3) the adequacy of information provided by the Garda Síochána on the morning of 27 July 1997 to the Director of Public Prosecutions and in particular whether any additional information should have been provided at that time.

===Leaking of report===
In 2006, Robert McNulty leaked the draft report of the commission to the Evening Herald newspaper before it was publicly available. McNulty was one of the detectives who interviewed Dean Lyons after he made his initial confession; he received a suspended jail sentence of twelve months and a €5000 fine for leaking the report.

===Commission findings===
The commission found that Lyons acquired the detailed information in his statement from gardaí: "Dean Lyons acquired the detailed information in relation to the crimes which is a feature of later interviews, and in particular the third interview, from the gardaí who were interviewing him." The commission found that: "The written record maintained of the non-video-recorded interviews is not comprehensive and matters are excluded that would have assisted in the assessment of the reliability of Dean Lyons. This is not in accordance with section 12 (11) (b)(i) of the Criminal Justice Act (Treatment of Persons in Custody in Garda Síochána Stations) Regulations 1987." The report said that Dean Lyons was not abused or ill-treated during his detention and that:

His admissions were not produced by oppression or coercive conduct on the part of the Gardaí. Neither were the admissions produced as a result of anything in the nature of a bribe or inducement. There was no deliberate attempt to frame Dean Lyons. However, Dean Lyons was able to provide accurate details of murders it is now accepted that he did not commit, due to the manner in which he was interviewed by gardaí. He wished to associate himself with the murders and readily agreed to leading questions which were asked by interviewing gardaí.

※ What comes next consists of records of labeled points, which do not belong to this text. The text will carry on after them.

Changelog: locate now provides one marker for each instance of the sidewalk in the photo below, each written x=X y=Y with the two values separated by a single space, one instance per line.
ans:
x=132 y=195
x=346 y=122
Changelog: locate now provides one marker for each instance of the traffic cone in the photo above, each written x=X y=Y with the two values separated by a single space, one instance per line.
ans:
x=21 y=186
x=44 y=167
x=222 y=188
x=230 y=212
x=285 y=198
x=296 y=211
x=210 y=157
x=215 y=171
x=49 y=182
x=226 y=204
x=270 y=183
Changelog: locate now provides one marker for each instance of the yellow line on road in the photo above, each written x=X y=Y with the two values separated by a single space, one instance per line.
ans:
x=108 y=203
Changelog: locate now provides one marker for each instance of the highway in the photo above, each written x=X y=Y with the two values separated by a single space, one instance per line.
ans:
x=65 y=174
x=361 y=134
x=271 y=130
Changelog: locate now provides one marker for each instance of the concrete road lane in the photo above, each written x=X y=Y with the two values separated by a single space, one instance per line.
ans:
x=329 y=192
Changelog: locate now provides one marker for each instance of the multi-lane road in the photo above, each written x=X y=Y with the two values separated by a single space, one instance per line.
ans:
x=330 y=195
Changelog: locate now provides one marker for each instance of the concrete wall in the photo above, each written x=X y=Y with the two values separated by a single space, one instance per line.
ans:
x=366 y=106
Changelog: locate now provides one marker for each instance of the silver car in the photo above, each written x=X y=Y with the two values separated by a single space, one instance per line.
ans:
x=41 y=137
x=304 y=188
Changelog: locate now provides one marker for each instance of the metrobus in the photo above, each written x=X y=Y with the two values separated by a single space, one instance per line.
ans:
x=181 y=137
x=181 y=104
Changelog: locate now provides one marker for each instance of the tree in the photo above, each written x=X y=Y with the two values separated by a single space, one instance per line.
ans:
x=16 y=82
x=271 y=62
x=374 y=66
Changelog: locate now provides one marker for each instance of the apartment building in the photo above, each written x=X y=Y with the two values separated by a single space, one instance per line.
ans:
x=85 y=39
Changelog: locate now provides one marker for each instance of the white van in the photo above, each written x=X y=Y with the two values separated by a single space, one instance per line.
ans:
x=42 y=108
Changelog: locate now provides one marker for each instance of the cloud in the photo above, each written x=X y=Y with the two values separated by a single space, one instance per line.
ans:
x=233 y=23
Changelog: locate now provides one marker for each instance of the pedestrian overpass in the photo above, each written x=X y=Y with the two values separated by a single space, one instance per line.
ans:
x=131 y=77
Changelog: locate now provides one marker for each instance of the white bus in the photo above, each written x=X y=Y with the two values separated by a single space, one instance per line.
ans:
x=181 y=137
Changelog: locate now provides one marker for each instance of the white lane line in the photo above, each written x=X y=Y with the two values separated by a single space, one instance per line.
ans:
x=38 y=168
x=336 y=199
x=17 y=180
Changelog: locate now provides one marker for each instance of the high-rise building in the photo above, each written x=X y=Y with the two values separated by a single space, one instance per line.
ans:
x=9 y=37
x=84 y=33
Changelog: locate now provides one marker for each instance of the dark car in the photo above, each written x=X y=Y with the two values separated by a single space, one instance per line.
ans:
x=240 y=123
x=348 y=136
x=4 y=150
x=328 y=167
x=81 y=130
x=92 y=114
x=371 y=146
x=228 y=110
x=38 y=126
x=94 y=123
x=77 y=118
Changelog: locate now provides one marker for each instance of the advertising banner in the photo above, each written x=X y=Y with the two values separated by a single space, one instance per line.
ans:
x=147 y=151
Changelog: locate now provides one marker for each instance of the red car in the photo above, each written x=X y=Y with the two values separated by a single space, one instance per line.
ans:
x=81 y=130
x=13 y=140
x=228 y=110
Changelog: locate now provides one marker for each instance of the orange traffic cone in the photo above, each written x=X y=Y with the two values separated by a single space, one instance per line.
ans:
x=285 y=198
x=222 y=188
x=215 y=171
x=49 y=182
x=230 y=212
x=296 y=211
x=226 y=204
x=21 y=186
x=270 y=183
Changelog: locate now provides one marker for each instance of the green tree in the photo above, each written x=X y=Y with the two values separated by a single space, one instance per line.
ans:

==Trial and conviction of Mark Nash==
Nash was convicted of the Roscommon murders in October 1998 and sentenced to life imprisonment. In July 1998 the Garda recommended charging him for the Grangegorman murders, and in September 1999 the Director of Public Prosecutions (DPP) said this should be done when the Book of Evidence was complete. In November 2000, shortly after Lyons' death, the DPP and Garda agreed that no charges should be brought against Nash in the short term, but the case would remain open. As Nash was already in prison, the urgency was less, and pressure of other work meant the Forensic Science Laboratory was slow to test items of evidence. In July 2009, a "spectacular breakthrough" came when new DNA tests showed the victims' blood on Nash's jacket. Nash was formally charged with the murders in October 2009. He launched a legal challenge, claiming excessive delay and negative publicity would prevent a fair trial. This was rejected by Michael Moriarty in the High Court in 2012, and confirmed on appeal to the Supreme Court in January 2015. In March 2015, Nash was put on trial for the murders. In April he was found guilty and sentenced to life imprisonment. The judge refused to backdate the sentence to the direction to charge Nash or his original arrest in 1999. The jury was excused from jury service for life.

== Links to other crimes ==
In 2015, it was reported that Mark Nash had been questioned in 1997 over the murder of Dorothy Wood but had been ruled out as a suspect. The 94-year-old was found suffocated in her bed in Huddersfield on 7 May 1996. In 1998 a man was jailed for seven years for the murder but he was released in 2004 due to a miscarriage of justice.